The purpose of this paper is to investigate experimentally the effect of external vertical vibration on the friction property of mild steel, glass fiber‐reinforced plastic and cloth‐reinforced ebonite.

A pin‐on‐disc apparatus having the facility of vibrating the test samples in a vertical direction was designed and fabricated. The experimental setup has the facility to vary the amplitudes and frequencies of vibration, while the velocity of vibration is kept constant. During the experiment, the frequency and amplitude of vibration were varied from 0 to 500 Hz and 0 to 200 μm, respectively. Studies have shown that the friction coefficient decreases with the increase of amplitude and frequency of vertical vibration for the above‐said materials. The rate of decrease of friction coefficient is different for different materials. The results of these materials are analyzed by dimensional analysis to correlate the friction coefficient with sliding velocity, frequency and amplitude of vibration. The experimental results are also compared with those available in the literature and simple physical explanations are provided.

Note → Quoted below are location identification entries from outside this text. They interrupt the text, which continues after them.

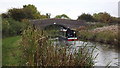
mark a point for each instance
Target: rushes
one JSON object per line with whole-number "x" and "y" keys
{"x": 38, "y": 50}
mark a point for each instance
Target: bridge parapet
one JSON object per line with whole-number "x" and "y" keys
{"x": 72, "y": 24}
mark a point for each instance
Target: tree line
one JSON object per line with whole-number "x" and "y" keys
{"x": 16, "y": 19}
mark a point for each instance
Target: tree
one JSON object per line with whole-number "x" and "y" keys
{"x": 31, "y": 12}
{"x": 86, "y": 17}
{"x": 63, "y": 16}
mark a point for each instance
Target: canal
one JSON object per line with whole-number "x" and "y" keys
{"x": 107, "y": 54}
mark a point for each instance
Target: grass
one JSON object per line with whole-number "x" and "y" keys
{"x": 39, "y": 51}
{"x": 10, "y": 51}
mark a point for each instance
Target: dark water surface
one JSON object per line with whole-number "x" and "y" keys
{"x": 107, "y": 54}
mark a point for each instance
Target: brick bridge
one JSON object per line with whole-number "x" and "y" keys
{"x": 72, "y": 24}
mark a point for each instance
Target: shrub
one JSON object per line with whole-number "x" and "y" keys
{"x": 38, "y": 50}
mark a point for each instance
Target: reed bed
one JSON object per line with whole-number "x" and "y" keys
{"x": 38, "y": 50}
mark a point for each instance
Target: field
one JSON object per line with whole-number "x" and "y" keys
{"x": 10, "y": 50}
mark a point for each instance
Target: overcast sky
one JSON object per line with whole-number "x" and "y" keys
{"x": 73, "y": 8}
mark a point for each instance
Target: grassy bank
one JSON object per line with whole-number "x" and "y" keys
{"x": 108, "y": 35}
{"x": 39, "y": 51}
{"x": 10, "y": 51}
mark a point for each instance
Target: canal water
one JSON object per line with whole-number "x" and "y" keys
{"x": 107, "y": 54}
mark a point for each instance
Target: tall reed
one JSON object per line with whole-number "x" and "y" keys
{"x": 38, "y": 50}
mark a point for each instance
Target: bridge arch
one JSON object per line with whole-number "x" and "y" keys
{"x": 72, "y": 24}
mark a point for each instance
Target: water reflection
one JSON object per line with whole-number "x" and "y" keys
{"x": 107, "y": 54}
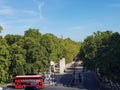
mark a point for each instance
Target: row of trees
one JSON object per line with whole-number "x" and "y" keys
{"x": 101, "y": 52}
{"x": 32, "y": 52}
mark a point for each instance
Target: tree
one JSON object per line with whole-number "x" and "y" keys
{"x": 1, "y": 29}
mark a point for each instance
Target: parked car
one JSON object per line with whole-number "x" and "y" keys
{"x": 32, "y": 88}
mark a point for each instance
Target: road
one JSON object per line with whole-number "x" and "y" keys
{"x": 52, "y": 88}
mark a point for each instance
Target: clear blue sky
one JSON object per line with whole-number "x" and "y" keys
{"x": 75, "y": 19}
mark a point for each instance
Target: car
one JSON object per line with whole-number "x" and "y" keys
{"x": 32, "y": 88}
{"x": 1, "y": 88}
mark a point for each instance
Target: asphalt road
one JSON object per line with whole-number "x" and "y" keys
{"x": 52, "y": 88}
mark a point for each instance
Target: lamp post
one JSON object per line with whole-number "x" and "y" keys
{"x": 74, "y": 74}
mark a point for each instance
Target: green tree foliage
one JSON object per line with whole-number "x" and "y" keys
{"x": 11, "y": 39}
{"x": 100, "y": 52}
{"x": 32, "y": 53}
{"x": 4, "y": 60}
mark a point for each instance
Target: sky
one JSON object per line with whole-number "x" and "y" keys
{"x": 75, "y": 19}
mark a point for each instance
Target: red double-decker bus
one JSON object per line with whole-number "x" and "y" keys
{"x": 29, "y": 80}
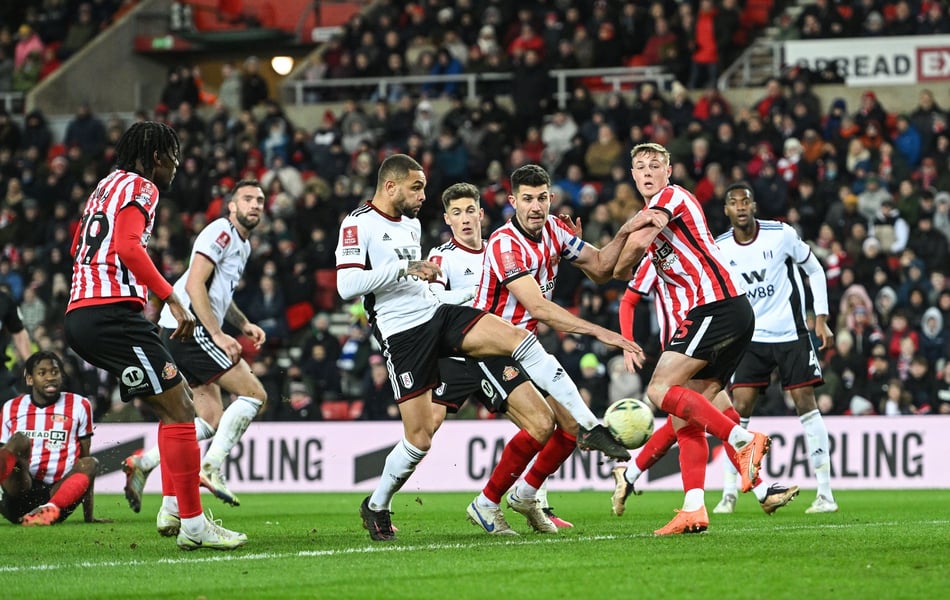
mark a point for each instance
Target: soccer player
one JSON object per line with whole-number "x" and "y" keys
{"x": 771, "y": 498}
{"x": 520, "y": 269}
{"x": 379, "y": 257}
{"x": 701, "y": 354}
{"x": 46, "y": 469}
{"x": 770, "y": 256}
{"x": 211, "y": 359}
{"x": 104, "y": 324}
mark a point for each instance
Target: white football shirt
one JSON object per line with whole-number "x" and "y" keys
{"x": 769, "y": 271}
{"x": 220, "y": 243}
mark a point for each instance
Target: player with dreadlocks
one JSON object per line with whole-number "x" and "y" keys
{"x": 104, "y": 324}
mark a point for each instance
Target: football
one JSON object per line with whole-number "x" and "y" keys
{"x": 630, "y": 421}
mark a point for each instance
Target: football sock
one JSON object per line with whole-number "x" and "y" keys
{"x": 514, "y": 460}
{"x": 179, "y": 446}
{"x": 816, "y": 440}
{"x": 234, "y": 422}
{"x": 694, "y": 450}
{"x": 693, "y": 406}
{"x": 70, "y": 491}
{"x": 151, "y": 458}
{"x": 7, "y": 463}
{"x": 550, "y": 376}
{"x": 400, "y": 464}
{"x": 556, "y": 450}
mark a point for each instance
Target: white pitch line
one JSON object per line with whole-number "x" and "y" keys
{"x": 381, "y": 548}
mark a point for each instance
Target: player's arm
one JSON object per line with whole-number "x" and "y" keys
{"x": 199, "y": 273}
{"x": 130, "y": 225}
{"x": 526, "y": 290}
{"x": 645, "y": 226}
{"x": 819, "y": 292}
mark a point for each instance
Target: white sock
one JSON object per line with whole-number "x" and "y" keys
{"x": 632, "y": 473}
{"x": 234, "y": 422}
{"x": 484, "y": 502}
{"x": 150, "y": 459}
{"x": 548, "y": 373}
{"x": 816, "y": 440}
{"x": 695, "y": 499}
{"x": 730, "y": 476}
{"x": 400, "y": 464}
{"x": 739, "y": 437}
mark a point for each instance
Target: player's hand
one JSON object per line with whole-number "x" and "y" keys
{"x": 423, "y": 269}
{"x": 255, "y": 334}
{"x": 575, "y": 225}
{"x": 230, "y": 345}
{"x": 186, "y": 320}
{"x": 824, "y": 333}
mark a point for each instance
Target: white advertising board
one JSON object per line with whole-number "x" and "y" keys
{"x": 867, "y": 453}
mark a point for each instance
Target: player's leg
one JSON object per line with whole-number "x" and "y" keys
{"x": 493, "y": 336}
{"x": 250, "y": 400}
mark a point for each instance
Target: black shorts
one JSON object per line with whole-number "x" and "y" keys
{"x": 717, "y": 333}
{"x": 200, "y": 360}
{"x": 797, "y": 365}
{"x": 488, "y": 381}
{"x": 413, "y": 355}
{"x": 118, "y": 338}
{"x": 39, "y": 494}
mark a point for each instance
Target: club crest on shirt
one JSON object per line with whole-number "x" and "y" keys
{"x": 350, "y": 237}
{"x": 169, "y": 371}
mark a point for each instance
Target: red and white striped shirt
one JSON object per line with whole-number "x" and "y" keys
{"x": 55, "y": 431}
{"x": 510, "y": 254}
{"x": 692, "y": 270}
{"x": 97, "y": 270}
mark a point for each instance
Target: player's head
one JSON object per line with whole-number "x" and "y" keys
{"x": 531, "y": 197}
{"x": 44, "y": 376}
{"x": 401, "y": 182}
{"x": 740, "y": 205}
{"x": 247, "y": 203}
{"x": 463, "y": 214}
{"x": 151, "y": 149}
{"x": 650, "y": 167}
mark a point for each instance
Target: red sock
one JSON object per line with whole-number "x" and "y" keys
{"x": 658, "y": 445}
{"x": 552, "y": 456}
{"x": 693, "y": 406}
{"x": 694, "y": 450}
{"x": 70, "y": 491}
{"x": 7, "y": 463}
{"x": 168, "y": 485}
{"x": 181, "y": 458}
{"x": 514, "y": 459}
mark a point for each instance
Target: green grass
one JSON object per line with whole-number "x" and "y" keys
{"x": 889, "y": 544}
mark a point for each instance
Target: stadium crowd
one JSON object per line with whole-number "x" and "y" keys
{"x": 867, "y": 186}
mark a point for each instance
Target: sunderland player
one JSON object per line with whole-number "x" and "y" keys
{"x": 46, "y": 469}
{"x": 770, "y": 256}
{"x": 379, "y": 257}
{"x": 701, "y": 354}
{"x": 771, "y": 498}
{"x": 517, "y": 282}
{"x": 104, "y": 324}
{"x": 211, "y": 359}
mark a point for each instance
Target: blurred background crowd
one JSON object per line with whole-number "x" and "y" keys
{"x": 866, "y": 185}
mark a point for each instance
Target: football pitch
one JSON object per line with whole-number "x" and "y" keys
{"x": 884, "y": 544}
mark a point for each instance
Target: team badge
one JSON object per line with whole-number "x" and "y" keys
{"x": 169, "y": 371}
{"x": 350, "y": 237}
{"x": 509, "y": 373}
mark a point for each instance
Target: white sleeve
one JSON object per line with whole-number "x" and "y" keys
{"x": 354, "y": 281}
{"x": 818, "y": 283}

It was found that reducing the friction coefficient of different materials was achieved by way of reducing the friction force by applying known frequency and vibration and correlating the friction coefficient with frequency, amplitude and sliding velocity.

The paper presents a way of reducing friction force by applying known frequency and vibration so that the mechanical process can be considerably improved (by considering the appropriate design of vibration).

The paper's originality lies in demonstrating the correlation among friction coefficient, amplitude, frequency and sliding velocity for different types of materials.